If you’ve been involved in the field of education for any length of time, you’ve seen many innovations and programs come and go. Teaching machines, Time on Task programs, Epstein’s plateaus of adolescent cognition and Madeline Hunter’s Elements of Effective Instruction are just a few of the programs that at one time garnered many adherents only to fade into near obscurity several years later. The pendulum swings are so frequent in schools that many educators have adopted a “Sit tight, this too will pass.” attitude.
The newest “break through” in education is neuroscience or brain research, a field that until recently has been foreign to educators. While many past programs generated a great deal of interest, rarely has one amassed a following so enthusiastic as this one. In the past few years numerous national educational conference have been devoted entirely to the brain.
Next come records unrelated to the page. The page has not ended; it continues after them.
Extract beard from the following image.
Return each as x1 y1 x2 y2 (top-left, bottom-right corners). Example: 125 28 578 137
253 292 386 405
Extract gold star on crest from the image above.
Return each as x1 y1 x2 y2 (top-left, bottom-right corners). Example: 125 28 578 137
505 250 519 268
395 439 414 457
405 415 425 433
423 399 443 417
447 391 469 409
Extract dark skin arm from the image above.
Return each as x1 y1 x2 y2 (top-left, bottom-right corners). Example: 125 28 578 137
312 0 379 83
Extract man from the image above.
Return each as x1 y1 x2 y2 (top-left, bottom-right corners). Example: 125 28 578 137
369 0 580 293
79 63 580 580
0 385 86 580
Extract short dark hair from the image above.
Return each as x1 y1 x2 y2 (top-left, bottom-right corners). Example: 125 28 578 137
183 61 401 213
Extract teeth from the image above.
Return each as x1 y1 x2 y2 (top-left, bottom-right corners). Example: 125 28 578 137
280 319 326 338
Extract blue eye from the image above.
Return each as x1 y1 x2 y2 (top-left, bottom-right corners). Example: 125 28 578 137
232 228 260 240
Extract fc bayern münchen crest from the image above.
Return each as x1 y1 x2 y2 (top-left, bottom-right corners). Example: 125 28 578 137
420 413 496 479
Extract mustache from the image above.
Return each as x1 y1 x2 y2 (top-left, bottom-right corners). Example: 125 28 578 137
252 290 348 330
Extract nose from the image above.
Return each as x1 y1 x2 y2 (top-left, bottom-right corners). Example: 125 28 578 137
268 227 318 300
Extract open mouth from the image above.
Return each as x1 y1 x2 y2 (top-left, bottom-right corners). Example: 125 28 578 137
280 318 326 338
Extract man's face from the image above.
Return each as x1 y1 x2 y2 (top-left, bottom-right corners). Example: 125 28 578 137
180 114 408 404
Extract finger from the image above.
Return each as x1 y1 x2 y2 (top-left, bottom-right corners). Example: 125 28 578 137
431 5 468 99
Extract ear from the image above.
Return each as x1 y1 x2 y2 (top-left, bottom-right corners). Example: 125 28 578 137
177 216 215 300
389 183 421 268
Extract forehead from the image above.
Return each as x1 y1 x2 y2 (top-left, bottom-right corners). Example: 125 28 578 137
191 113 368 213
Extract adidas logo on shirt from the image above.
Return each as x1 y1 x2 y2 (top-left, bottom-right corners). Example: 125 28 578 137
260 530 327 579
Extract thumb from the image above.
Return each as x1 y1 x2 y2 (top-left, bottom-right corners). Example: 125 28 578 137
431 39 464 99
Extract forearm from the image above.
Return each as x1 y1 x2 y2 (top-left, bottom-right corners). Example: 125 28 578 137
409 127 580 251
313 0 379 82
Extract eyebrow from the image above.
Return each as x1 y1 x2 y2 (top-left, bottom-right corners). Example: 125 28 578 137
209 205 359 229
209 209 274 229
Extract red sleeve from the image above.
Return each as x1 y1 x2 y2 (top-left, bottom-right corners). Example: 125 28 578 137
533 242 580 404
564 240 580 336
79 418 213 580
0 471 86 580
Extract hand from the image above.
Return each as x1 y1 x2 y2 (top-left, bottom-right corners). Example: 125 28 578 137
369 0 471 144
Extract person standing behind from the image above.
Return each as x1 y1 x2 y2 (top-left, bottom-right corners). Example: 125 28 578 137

Some mention of brain research has become de rigeur in grant proposals and staff development plans. Hundreds of books tout everything from brain-compatible mathematics instruction to brain-based classroom environment. (I recently saw a book on an educational vendor’s rack titled “Brain-compatible Worksheets…which may be an oxymoron!) An internet search of links that included “brain” and “education” produced over 400,000 sites.
Our fascination with the brain is not difficult to understand. We seem to have always had an innate curiosity about how our brains function, how we learn and how we remember. It’s not surprising to discover throughout hundreds of years of history, theories have been generated to explain the elusive qualities of the human brain. Plato likened the brain to a ball of wax that becomes grooved as we learn and recall information over the same pathways. Aristotle thought that the heart was the source of memory and the brain served to cool the blood. In the mid 1660s, Descartes proposed that fluids in the ventricles of the brain controlled motor activity but human mental capabilities existed outside the brain in the mind. And as late as 1850, Franz Joseph Gall “reading” the innate propensities of people by feeling the lumps and bumps on their skulls, was all the rage.
We may smile at the naivete of Plato, Aristotle, Descartes, or Gall ,but we have our own modern myths. For instance, the terms “right-brained” and “left-brained” are found commonly in conversation and writing. Robert Ornstein in his book, The Right Mind, calls our misunderstanding of the brain’s two hemispheres dichotomania. While each hemisphere does have specialized functions, they work in concert with one another at all times. To explain a person’s personality by stating that it is a preference for one hemisphere over the other is inaccurate and misleading. Another common myth is that we use only 10% of our brain. A quick look at a PET or fMRI image dispels this myth very quickly. Never will you see activity in just 10 % of the brain.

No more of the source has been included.